When deploying CDP clusters on cloud IaaS, you can take advantage of the native integration with the object storage services available on Amazon S3 on AWS . This integration is through cloud storage connectors included with CDP. Their primary function is to help you connect to, access, and work with data the cloud storage services.

The cloud connectors allow you to access and work with data stored in Amazon S3, including but not limited to the following use cases:

  • Collect data for analysis and then load it into Hadoop ecosystem applications such as Hive or Spark directly from cloud storage services.

  • Persist data to cloud storage services for use outside of CDP clusters.

  • Copy data stored in cloud storage services to HDFS for analysis and then copy back to the cloud when done.
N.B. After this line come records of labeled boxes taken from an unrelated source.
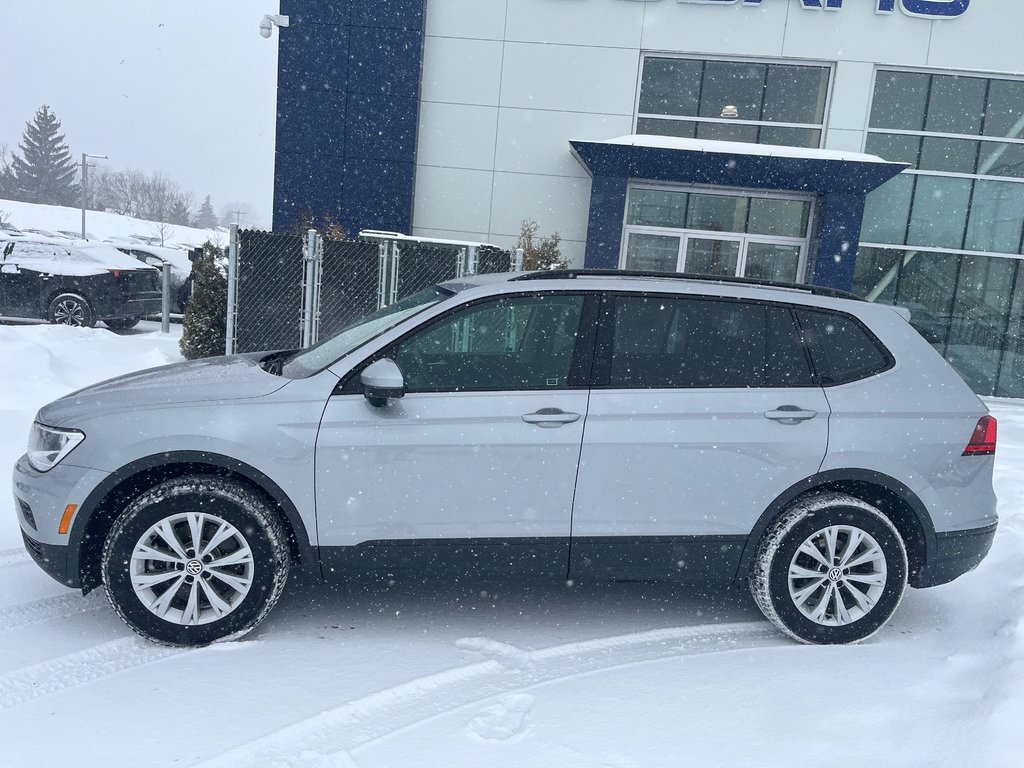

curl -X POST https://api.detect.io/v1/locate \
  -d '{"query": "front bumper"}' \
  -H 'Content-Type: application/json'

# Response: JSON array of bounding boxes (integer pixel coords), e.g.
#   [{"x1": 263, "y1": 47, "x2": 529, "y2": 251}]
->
[
  {"x1": 22, "y1": 530, "x2": 73, "y2": 588},
  {"x1": 13, "y1": 456, "x2": 108, "y2": 587},
  {"x1": 911, "y1": 522, "x2": 996, "y2": 587}
]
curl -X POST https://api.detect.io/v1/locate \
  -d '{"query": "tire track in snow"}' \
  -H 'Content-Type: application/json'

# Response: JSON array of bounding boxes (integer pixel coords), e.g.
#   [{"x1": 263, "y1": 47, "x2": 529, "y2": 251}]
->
[
  {"x1": 0, "y1": 592, "x2": 106, "y2": 631},
  {"x1": 200, "y1": 622, "x2": 774, "y2": 768},
  {"x1": 0, "y1": 637, "x2": 184, "y2": 711},
  {"x1": 0, "y1": 549, "x2": 31, "y2": 568}
]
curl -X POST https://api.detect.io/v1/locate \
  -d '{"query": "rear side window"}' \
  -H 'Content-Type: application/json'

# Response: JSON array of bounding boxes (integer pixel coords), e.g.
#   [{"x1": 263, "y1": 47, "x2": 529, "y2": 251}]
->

  • Share data between multiple CDP clusters – and between various external non-CDP systems.

  • Back up CDP clusters using distcp.

The cloud object store connectors are implemented as individual Hadoop modules. The libraries and their dependencies are automatically placed on the classpath.

Amazon S3 is an object store. The S3A connector implements the Hadoop filesystem interface using AWS Java SDK to access the web service, and provides Hadoop applications with a filesystem view of the buckets. Applications can manipulate data stored in Amazon S3 buckets with an URL starting with the s3a:// prefix.

Amazon S3 can not be used as a replacement for HDFS as the cluster filesystem in CDP. Amazon S3 can be used as a source and destination of work.